Who will benefit from this research?
Longer-term, the outputs of this research should benefit both the pharmaceutical industry and society as a whole. Shorter-term, this work will be of value to fundamental and translationally focused scientists in academia and industry.

How will they benefit from this research?
The BRCA1 and BARD1 tumour suppressor genes are frequently mutated in cancer. BRCA1 mutations lead to an increased risk of breast and ovarian cancers with hundreds of mutations discovered in the BRCA1 gene. Females with BRCA1 loss-of-function mutations have up to an 80% risk of developing breast cancer by age 90 and up to 55% risk of developing ovarian cancer. Therefore, elucidating the structure and precise function of the BRCA1-A supercomplex in DNA damage will be highly beneficial to better understand how disease-causing mutations lead to malignancy. In addition, cells are highly dependent on BRCA1 for repairing DNA damage, and any breakthrough in understanding how the BRCA1-A supercomplex functions will be beneficial to both academia, industry and charity organizations, whose mission is to identify and exploit new therapeutic targets for cancer.

What will be done to ensure that they benefit from this research?
We will disseminate the results of this project to the scientific community through publications and presentation at conferences and workshops. We will publish our data in Open Access journals and follow the MRC, University of Leeds and University of Edinburgh publications policy, which requires authors to upload the full text of all publications to the University Publications Databases. These will then be made open access via each institutional repository.

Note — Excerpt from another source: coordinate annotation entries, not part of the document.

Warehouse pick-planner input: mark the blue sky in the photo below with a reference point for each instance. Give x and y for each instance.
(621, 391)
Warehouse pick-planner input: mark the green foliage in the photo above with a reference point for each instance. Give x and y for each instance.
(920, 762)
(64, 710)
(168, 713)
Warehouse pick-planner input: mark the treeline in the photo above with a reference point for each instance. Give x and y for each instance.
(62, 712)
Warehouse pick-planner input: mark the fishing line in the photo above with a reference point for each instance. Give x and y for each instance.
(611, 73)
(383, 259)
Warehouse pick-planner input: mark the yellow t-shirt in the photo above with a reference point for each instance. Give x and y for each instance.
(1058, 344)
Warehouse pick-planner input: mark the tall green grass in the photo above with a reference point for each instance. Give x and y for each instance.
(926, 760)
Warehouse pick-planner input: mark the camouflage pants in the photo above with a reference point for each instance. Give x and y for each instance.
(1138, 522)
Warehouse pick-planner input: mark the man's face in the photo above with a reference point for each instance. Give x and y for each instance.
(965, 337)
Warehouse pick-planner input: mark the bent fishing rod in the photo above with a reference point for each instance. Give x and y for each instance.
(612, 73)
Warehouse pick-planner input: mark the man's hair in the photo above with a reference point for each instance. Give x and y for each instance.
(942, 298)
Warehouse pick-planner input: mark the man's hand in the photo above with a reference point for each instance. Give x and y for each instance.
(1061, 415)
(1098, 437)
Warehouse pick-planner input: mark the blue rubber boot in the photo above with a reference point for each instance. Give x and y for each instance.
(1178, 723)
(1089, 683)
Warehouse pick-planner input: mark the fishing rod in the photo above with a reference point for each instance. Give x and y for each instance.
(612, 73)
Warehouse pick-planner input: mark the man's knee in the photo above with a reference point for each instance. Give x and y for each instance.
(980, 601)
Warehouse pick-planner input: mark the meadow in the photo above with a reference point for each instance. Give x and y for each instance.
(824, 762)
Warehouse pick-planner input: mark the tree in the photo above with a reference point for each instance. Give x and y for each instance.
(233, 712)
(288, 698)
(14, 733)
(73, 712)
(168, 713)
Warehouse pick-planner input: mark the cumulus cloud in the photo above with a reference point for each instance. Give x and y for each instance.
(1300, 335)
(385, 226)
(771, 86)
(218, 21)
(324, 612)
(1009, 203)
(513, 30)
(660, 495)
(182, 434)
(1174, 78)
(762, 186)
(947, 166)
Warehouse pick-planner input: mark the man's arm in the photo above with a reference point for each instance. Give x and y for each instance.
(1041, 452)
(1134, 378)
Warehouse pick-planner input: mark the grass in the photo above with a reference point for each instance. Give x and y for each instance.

To ensure that basic discoveries, tools and reagents we generate during this project are developed to their full potential we will work with the Leeds and Edinburgh Research and Innovation teams to establish links with industry. We have regular links with industrial partners and we will present our work to special symposiums organized by our institutions to foster new links between academia and industry.
We will also communicate our findings to the public by taking part in annual Science festivals and Public events (e.g. Be curious: http://www.leeds.ac.uk/info/4000/around_campus/460/be_curious_festival-about_leeds_and_yorkshire). In addition, we will run BRCA1-focused sessions in partnership with Patient and Public Involvement (PPI) networks on cancer research.